Abstract:
Mass-spectrometry based assays in structural biology studies measure either intact or digested proteins. Typically, different mass spectrometers are dedicated for such measurements: those optimized for rapid analysis of peptides or those designed for high molecular weight analysis. A commercial trapped ion mobility-quadrupole-time-of-flight (TIMS-Q-TOF) platform is widely utilized for proteomics and metabolomics, with ion mobility providing a separation dimension in addition to liquid chromatography. The ability to perform high-quality native mass spectrometry of protein complexes, however, remains largely uninvestigated.

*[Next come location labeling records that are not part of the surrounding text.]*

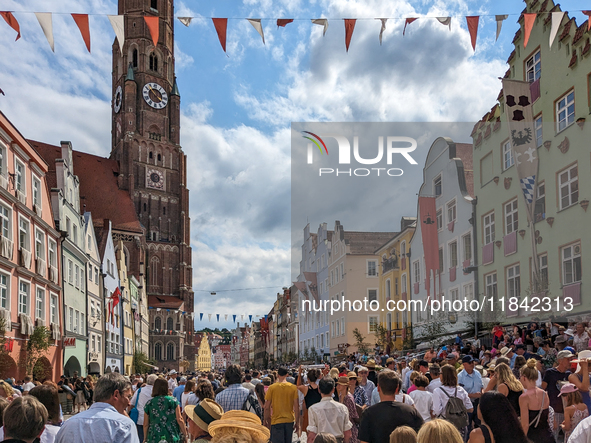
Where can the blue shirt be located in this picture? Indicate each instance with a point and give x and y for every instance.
(178, 391)
(232, 398)
(99, 424)
(472, 383)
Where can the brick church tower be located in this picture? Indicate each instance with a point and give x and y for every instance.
(153, 169)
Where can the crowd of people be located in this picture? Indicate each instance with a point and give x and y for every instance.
(531, 385)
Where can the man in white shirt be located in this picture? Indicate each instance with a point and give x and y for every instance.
(328, 415)
(145, 395)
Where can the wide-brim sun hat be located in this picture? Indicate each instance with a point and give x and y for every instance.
(242, 420)
(205, 413)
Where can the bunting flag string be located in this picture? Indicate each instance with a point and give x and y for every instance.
(82, 23)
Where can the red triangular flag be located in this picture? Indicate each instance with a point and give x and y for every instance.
(473, 28)
(529, 20)
(82, 22)
(283, 21)
(9, 18)
(153, 26)
(408, 21)
(349, 28)
(588, 13)
(221, 25)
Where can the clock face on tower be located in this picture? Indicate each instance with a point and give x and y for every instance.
(155, 95)
(117, 98)
(154, 179)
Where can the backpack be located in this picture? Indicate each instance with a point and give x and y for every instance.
(251, 404)
(455, 412)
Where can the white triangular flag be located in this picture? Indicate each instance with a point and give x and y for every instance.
(118, 25)
(185, 20)
(556, 21)
(321, 22)
(256, 24)
(384, 20)
(499, 19)
(44, 19)
(446, 21)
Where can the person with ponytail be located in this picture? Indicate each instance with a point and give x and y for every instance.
(496, 427)
(534, 405)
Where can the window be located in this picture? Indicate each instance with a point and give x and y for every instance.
(437, 186)
(39, 244)
(540, 206)
(5, 221)
(24, 289)
(468, 292)
(372, 268)
(568, 181)
(4, 293)
(489, 228)
(23, 234)
(571, 264)
(538, 131)
(451, 211)
(467, 247)
(508, 159)
(533, 67)
(439, 217)
(453, 254)
(53, 309)
(40, 304)
(565, 111)
(513, 281)
(373, 323)
(511, 217)
(20, 176)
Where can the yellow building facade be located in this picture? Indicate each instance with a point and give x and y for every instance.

Here, we evaluate a commercial TIMS-Q-TOF platform for analyzing noncovalent protein complexes by utilizing the instrument\'s full range of ion mobility, MS, and MS/MS (both in-source activation and collision cell CID) capabilities. The TIMS analyzer is able to be tuned gently to yield collision cross sections of native-like complexes comparable to those previously reported on various instrument platforms. In-source activation and collision cell CID were robust for both small and large complexes. TIMS-CID was performed on protein complexes streptavidin (53 kDa), avidin (68 kDa), and cholera toxin B (CTB, 58 kDa). Complexes pyruvate kinase (237 kDa) and GroEL (801 kDa) were beyond the trapping capabilities of the commercial TIMS analyzer, but TOF mass spectra could be acquired. The presented results indicate that the commercial TIMS-Q-TOF platform can be used for both omics and native mass spectrometry applications; however, modifications to the commercial RF drivers for both the TIMS analyzer and quadrupole (currently limited to m/z 3000) are necessary to mobility analyze protein complexes greater than about 60 kDa.
摘要:
结构生物学研究中基于质谱的测定测量完整或消化的蛋白质。通常,不同的质谱仪专用于这样的测量:那些优化的快速分析的肽或那些设计用于高分子量分析。商业捕获离子迁移率-四极杆飞行时间(TIMS-Q-TOF)平台广泛用于蛋白质组学和代谢组学,离子迁移率提供分离尺寸除了液相色谱。能够对蛋白质复合物进行高质量的天然质谱分析,然而,基本上没有被调查。这里,我们评估了一个商业的TIMS-Q-TOF平台,用于分析非共价蛋白质复合物通过利用仪器的全范围的离子迁移率,MS,和MS/MS(源中激活和碰撞小区CID)功能。TIMS分析仪能够轻轻调整,以产生与以前在各种仪器平台上报道的类似天然复合物的碰撞截面。源中激活和碰撞细胞CID对于小型和大型复合物都是稳健的。TIMS-CID在蛋白复合物链霉亲和素(53kDa)上进行,抗生物素蛋白(68kDa),和霍乱毒素B(CTB,58kDa)。配合物丙酮酸激酶(237kDa)和GroEL(801kDa)超出了商业TIMS分析仪的捕获能力,但是可以获得TOF质谱。所呈现的结果表明,商业TIMS-Q-TOF平台可用于组学和天然质谱应用;然而,对TIMS分析仪和四极杆(目前限制为m/z3000)的商用RF驱动器的修改对于迁移率分析大于约60kDa的蛋白质复合物是必要的。